CCIE Pursuit Blog

June 22, 2008

Cisco “Unofficially” Changes My Life

At the IE Mock Lab Workshop last week (I will get some blog entries up about this over the next few days) it was interesting how many CCIE candidates intended to get more than one CCIE.  For me, this has always been a ‘one and done’ pursuit.  The amount of time and toil that this has required has pretty much made this the toughest thing that I’ve ever done (educationally).  But now Josh at the Internetwork Expert blog drops this:

After speaking with multiple Cisco employees within the wireless group, the Wireless CCIE has been confirmed. Beta candidate registration should begin this fall, along with a blueprint release. Beginning early 2009 the Wireless CCIE beta testing will begin! As of now, topics of the test are expected to cover all aspects of wireless from design through implementation including the implications of security, routing and switching and voice technologies. Check back often for any additional information!

I love wireless networking.  At my previous position, wireless networking (a few thousand “fat client” 1240s administered by a WLSE device) was about 50% of my job, but it was my favorite part.  I’ve always said that if there were an independent wireless certification track announced, that I would be all over it.  It looks like I will be attempting at least two CCIEs.  For now I have to pass my R&S lab, then I need to formulate a way to tell my wife that I want to get a second CCIE.  The former might turn out to be easier than the latter.  :-)

September 4, 2007

Off Topic: Cisco Announces New 802.11n Wireless Access Point

Filed under: Cisco,Wireless,Work — cciepursuit @ 5:03 pm

Sorry for the off topic posting, but since I’m a big wireless geek (if they ever develop a wireless CCIE track, I’m all over that sucker) I was very happy to see this announcement.  I have a running  bet with one of my collegues that by 2012 the majority of corporate end users will access the network wirelessly.  I’m not sure that I’ll win that bet, but this is good news. 

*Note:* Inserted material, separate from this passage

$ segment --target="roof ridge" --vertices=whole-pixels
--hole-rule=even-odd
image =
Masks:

Computer World  – Cisco jumps into 802.11n wireless market with new access point

September 04, 2007 (Computerworld) Cisco Systems Inc. is diving into the emerging 802.11n wireless market with its first 802.11n-based Ethernet access point (AP), the Aironet 1250, which will offer higher speeds and greater reliability for a wide range of enterprise-ready wireless devices.

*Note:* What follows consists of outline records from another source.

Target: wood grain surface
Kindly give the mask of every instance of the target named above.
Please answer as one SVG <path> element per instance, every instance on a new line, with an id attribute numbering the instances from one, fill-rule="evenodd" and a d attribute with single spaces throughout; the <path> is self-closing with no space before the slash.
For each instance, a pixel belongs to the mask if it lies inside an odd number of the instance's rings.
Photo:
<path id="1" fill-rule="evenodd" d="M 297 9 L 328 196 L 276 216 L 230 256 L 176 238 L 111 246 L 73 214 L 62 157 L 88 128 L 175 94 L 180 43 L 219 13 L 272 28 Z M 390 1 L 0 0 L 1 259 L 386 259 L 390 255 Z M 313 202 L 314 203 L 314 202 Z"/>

In an announcement today, Cisco said the new AP is based on the emerging 802.11n Draft 2 standard, which is still a year or more away from being adopted as a final standard.

The move is being made now, according to the company, because some chip makers and laptop hardware manufacturers have been building 802.11n Draft 2 features into their new products, making them ready for use under the new draft standards. “There’s lots of momentum behind it,” said Ben Gibson, director of mobility solutions at Cisco.

The Aironet 1250, which will be available for sale next month starting at $1,299 each, is the first wireless product to be certified for the 802.11n standard by the Wi-Fi Alliance standards body, which reviews and compiles the standards, according to Gibson.

Cisco also said that upcoming 802.11n access points can be powered over their Ethernet connections, making them much easier to deploy. That’s important, Gibson said, because they are often placed in ceilings and other remote locations where an electrical outlet is not available, making their installation more complicated.

The move to the 802.11n wireless standard offers customers a theoretical maximum bandwidth of 300MB/sec. That’s up from today’s theoretical maximum of 54MB/sec. using the 802.11g wireless standard.

“Customers are looking at the prospect of an exponential increase both of the quantity and diversity of Wi-Fi-enabled devices that are going to be coming into the business market,” Gibson said. “These devices will need a higher-speed network with higher reliability; that’s going to be the driver. Will this happen overnight? Absolutely not.”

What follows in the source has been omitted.